Sullivan begins her narrative in 2009, with the death of Nora's eldest son, Patrick: the winsome boy who caused her more worry than her other three children put together. A phone call to Theresa, now a cloistered nun in Vermont, hints at the fraught history between the sisters, and Sullivan untangles the skein of the past 50 years with nimble strokes. Nora's other children each get their due, both as part of her family and as their own, fully realized selves. Boston's tightly knit, boisterous Irish and Irish-American communities are rendered in vibrant detail, and Theresa's winding path to (and within) the monastery is an unexpected delight. Saints for All Occasions is a keenly observed story of family, regret and love--especially the complex, unbreakable bond sisters share. --Katie Noah Gibson, blogger at Cakes, Tea and Dreams

Discover: J. Courtney Sullivan's fourth novel is a smart family saga set in Boston's Irish American community.

Knopf, $26.95, hardcover, 352p., 9780307959577

Chemistry

by Weike Wang


Weike Wang's beguiling first novel, Chemistry, opens with a marriage proposal from the narrator's attentive boyfriend, Eric: "Ask me again tomorrow, she says, and he says, that's not how this works." They met in a prestigious chemistry Ph.D. program in Boston. Eric is focused and insightful, leading his lab team to success; the narrator's best efforts fail and fail again. The only child of driven, judgmental Chinese immigrants who settled in Detroit with nothing, she isn't allowed to fail. Frustrated to the point of anguish, she smashes her lab beakers and exits the program. So begins the funny, idiosyncratic story of a young woman with big brains, big family baggage and a wonderfully fresh voice sorting out a world of science, language, dogs, counseling therapy, a BFF and her baby, SAT tutoring, Boston weather, cases of wine, TV cooking shows--and piecing together the right chemistry in her life.

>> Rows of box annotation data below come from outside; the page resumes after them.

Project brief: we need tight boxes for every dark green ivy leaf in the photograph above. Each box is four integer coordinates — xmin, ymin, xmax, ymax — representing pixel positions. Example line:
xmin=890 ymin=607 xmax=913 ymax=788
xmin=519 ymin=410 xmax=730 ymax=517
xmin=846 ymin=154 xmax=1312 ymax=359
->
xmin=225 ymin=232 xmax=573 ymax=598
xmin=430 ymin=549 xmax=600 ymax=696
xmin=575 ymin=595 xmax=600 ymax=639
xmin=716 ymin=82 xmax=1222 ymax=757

With an undergraduate chemistry degree and a public health Ph.D. underway, Wang has no lack of over-bleached lab coats in her closet. Her narrator spices her daily ups and downs with a little bit of science here, a Chinese language oddity there, shrink-talk and a running stream of observations about parents and child- and dog-rearing. "We've mapped the entire human genome but don't know what most of it says."

Wang has an astute feel for the deep, scary uncertainties of a young, talented woman trying to shake off a demanding family and a derailed career and relationship. Chemistry is full of surprises--its many digressions congealing to yield an impressive literary blend. --Bruce Jacobs, founding partner, Watermark Books & Cafe, Wichita, Kan.

Discover: With wry observation and witty distraction, the narrator of Weike Wang's first novel is a Chinese immigrant daughter and a scientist trying to sort things out.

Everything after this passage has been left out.